Institute: New Jersey
Year Established: 2012 Start Date: 2012-03-01 End Date: 2013-02-28
Total Federal Funds: $15,000 Total Non-Federal Funds: $30,000
Principal Investigators: Liping Wei
Abstract: Groundwater arsenic contamination affects more than 30% of community water systems (CWSs) in the Piedmont and Outer Coastal Plain regions and 5 – 10% of CWSs in other areas of New Jersey. This project aims to develop a novel low carbon footprint and high capacity sorbent for arsenic removal by integrating nanosized hydrous ferric oxide (nHFO), microalgae and porous immobilization. Hypotheses are: (1) nanosize hydrous ferric oxide (nHFO) can be stably loaded on microalgae for immobilization into porous granular sorbent, and (2) the nHFO-microalgae and the final granular sorbent will have high arsenic adsorption capacity.

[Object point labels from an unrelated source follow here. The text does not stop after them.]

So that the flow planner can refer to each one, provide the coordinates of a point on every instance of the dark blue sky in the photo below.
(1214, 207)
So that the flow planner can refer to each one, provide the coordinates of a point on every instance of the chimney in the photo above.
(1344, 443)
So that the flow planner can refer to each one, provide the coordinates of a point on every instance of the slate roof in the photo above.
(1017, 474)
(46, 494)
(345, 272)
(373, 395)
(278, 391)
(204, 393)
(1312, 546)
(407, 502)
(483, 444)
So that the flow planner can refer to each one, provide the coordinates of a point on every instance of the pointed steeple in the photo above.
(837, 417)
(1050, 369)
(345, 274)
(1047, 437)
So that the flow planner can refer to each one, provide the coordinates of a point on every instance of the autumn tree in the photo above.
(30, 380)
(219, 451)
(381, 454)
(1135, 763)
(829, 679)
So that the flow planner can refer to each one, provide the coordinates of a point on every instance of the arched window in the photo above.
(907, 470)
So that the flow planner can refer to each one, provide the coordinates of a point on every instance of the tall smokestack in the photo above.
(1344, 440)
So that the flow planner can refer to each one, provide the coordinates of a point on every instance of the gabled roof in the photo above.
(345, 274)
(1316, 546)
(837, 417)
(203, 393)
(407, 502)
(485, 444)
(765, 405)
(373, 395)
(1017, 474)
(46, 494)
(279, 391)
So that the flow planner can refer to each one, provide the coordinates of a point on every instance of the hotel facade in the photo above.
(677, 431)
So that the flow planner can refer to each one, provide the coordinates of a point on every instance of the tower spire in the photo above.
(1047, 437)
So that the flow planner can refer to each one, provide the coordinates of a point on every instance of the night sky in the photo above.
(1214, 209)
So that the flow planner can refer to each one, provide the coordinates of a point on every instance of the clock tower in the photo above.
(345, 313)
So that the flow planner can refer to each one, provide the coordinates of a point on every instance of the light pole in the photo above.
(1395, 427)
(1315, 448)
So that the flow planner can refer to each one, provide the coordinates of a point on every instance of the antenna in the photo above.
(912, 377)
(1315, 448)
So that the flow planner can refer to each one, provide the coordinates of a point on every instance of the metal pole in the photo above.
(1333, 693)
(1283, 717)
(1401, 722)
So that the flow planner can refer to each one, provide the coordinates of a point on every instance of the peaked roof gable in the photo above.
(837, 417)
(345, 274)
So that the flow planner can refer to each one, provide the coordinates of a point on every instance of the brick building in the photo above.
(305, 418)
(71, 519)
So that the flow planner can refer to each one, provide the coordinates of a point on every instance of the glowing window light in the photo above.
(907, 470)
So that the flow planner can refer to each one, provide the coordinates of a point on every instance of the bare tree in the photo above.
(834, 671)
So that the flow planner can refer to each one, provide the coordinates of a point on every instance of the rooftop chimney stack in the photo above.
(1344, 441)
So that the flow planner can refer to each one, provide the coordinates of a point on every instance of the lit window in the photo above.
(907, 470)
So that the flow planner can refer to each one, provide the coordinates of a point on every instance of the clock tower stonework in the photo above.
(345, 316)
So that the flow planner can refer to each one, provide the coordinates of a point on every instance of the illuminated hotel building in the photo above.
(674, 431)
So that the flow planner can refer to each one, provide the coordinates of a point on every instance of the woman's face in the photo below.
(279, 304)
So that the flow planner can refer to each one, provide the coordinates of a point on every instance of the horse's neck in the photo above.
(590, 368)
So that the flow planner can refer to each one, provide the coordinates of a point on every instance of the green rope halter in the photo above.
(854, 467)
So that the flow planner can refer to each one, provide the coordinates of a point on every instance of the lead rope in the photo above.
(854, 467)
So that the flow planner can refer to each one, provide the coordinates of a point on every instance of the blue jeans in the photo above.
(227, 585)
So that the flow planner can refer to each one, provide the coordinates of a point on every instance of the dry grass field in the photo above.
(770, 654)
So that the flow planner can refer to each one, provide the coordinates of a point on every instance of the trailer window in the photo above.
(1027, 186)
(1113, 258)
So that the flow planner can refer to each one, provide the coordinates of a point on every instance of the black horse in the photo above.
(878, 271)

The sorbent material will be synthesized by first loading microalgae cells with FeIII which forms nHFO upon pH adjustment and mild thermal treatment, then immobilizing the nHFO-microalgae into porous granules using synthetic polymer. The product (the intermediate nHFO-microaglae and the final granular sorbent) will be examined for surface area, porosity and the nanosized existence of HFO, and most importantly, for arsenic sorption equilibrium, kinetics and thermodynamics. The novelty of this research lies in the utilization of microalgae (negative carbon footprint) as a host material for nHFO, and the use of a non-traditional nHFO loading approach. We expect the sorbent to have greater arsenic sorption capacity than the established sorption materials.